Introduction and updates from NVIDIA

Daniel Stone daniel at fooishbar.org
Mon Apr 4 15:35:15 UTC 2016


Hi Miguel,

On 2 April 2016 at 11:12, Miguel Angel Vico <mvicomoya at nvidia.com> wrote:
> On Fri, 1 Apr 2016 17:28:17 -0700
> Andy Ritger <aritger at nvidia.com> wrote:
>> > (As an aside, I wonder if it's properly done in FIFO mode as well;
>> > the compositor may very validly choose not to dequeue a buffer if a
>> > surface is completely occluded. How does Streams then know that it
>> > can submit another frame? Generally we use wl_surface::frame to
>> > deal with this - the equivalent of eglSwapInterval(1) - but it
>> > sounds like Streams relies more on strictly-paired internal
>> > queue/dequeue pairing in FIFO mode. Maybe this isn't true.)
>>
>> Right: in the case that the compositor wants to drop a frame, it would
>> need to dequeue it from the FIFO if it wants the client to be able to
>> produce a new frame.  Otherwise, as I understand it, the client would
>> block in its next call to eglSwapBuffers().
>
> That's correct: in FIFO mode the EGL producer will block in
> eglSwapBuffers() if the FIFO is full.
>
> IIUC, it's wayland client's responsibility to request wl_surface::frame
> notifications. Our implementation doesn't forbid the client to make use
> of wl_surface::frame so it could skip eglSwapBuffers() calls. Therefore,
> it would avoid blocking in eglSwapBuffers().

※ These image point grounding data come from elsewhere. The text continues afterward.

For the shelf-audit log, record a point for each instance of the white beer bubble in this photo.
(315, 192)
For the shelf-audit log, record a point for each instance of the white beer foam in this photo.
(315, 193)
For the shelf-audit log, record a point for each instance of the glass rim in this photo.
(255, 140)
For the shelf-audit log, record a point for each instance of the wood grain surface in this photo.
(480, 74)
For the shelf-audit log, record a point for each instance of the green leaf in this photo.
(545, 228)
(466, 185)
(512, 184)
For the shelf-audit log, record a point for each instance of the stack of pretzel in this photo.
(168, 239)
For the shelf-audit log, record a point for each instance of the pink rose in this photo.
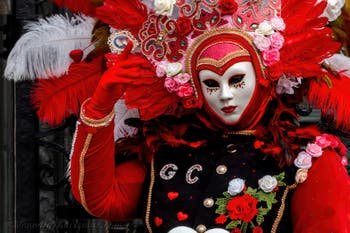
(334, 143)
(322, 141)
(303, 160)
(262, 42)
(171, 85)
(271, 56)
(185, 90)
(277, 40)
(314, 150)
(277, 23)
(344, 161)
(182, 78)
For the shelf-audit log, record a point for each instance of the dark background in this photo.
(35, 193)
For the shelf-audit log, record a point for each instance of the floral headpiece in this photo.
(291, 38)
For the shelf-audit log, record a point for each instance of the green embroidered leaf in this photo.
(227, 195)
(280, 177)
(260, 219)
(269, 198)
(221, 201)
(233, 224)
(260, 216)
(221, 209)
(252, 192)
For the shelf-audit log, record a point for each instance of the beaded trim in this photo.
(222, 61)
(82, 171)
(93, 122)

Yes-ish; depends if you define client at the process boundary, or the
DSO boundary. ;)

Taking the definition at the DSO boundary (i.e. 'Wayland client' as
something separate to the EGL Wayland implementation), then Wayland
clients _may_ call wl_surface_frame themselves to ensure they don't
block in SwapBuffers. However, the EGL implementation must also - when
in SwapInterval(1) mode - call wl_surface_frame itself, so that the
classic dumb rendering loop of while (true) { glDraw*();
eglSwapBuffers(); } is throttled to the compositor's repaint loop.

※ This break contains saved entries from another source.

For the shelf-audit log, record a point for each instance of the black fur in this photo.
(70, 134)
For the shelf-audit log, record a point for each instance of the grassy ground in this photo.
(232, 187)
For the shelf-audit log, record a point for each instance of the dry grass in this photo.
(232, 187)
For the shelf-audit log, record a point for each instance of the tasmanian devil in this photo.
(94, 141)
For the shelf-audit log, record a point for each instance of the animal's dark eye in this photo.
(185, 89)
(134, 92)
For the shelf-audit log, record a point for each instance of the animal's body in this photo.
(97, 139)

> FWIW, in my next round of weston patches I'm planing to better align
> our eglstreams implementation with the non-eglstreams when it comes to
> updating a client texture content. If I'm reading weston code correctly,
> it happens at buffer attach time, and weston calls into renderer attach
> regardless the client surface being completely occluded or not.

Right, reading through it now, it seems like always dequeuing in
renderer->attach() will solve this (non-)issue.

> The only behavior mismatch I see between the eglstream and
> non-eglstream implementations is whenever a compositor doesn't update
> the client texture content if it's occluded, and the client application
> doesn't make use of wl_surface::frame. In that case, the eglstream
> implementation would block if in FIFO mode, while the non-eglstream
> wouldn't.

Both Weston and Mutter can support this (i.e. dequeue at
attach+commit, regardless of repaint), so in practical terms you'll be
fine if you just need to support those two.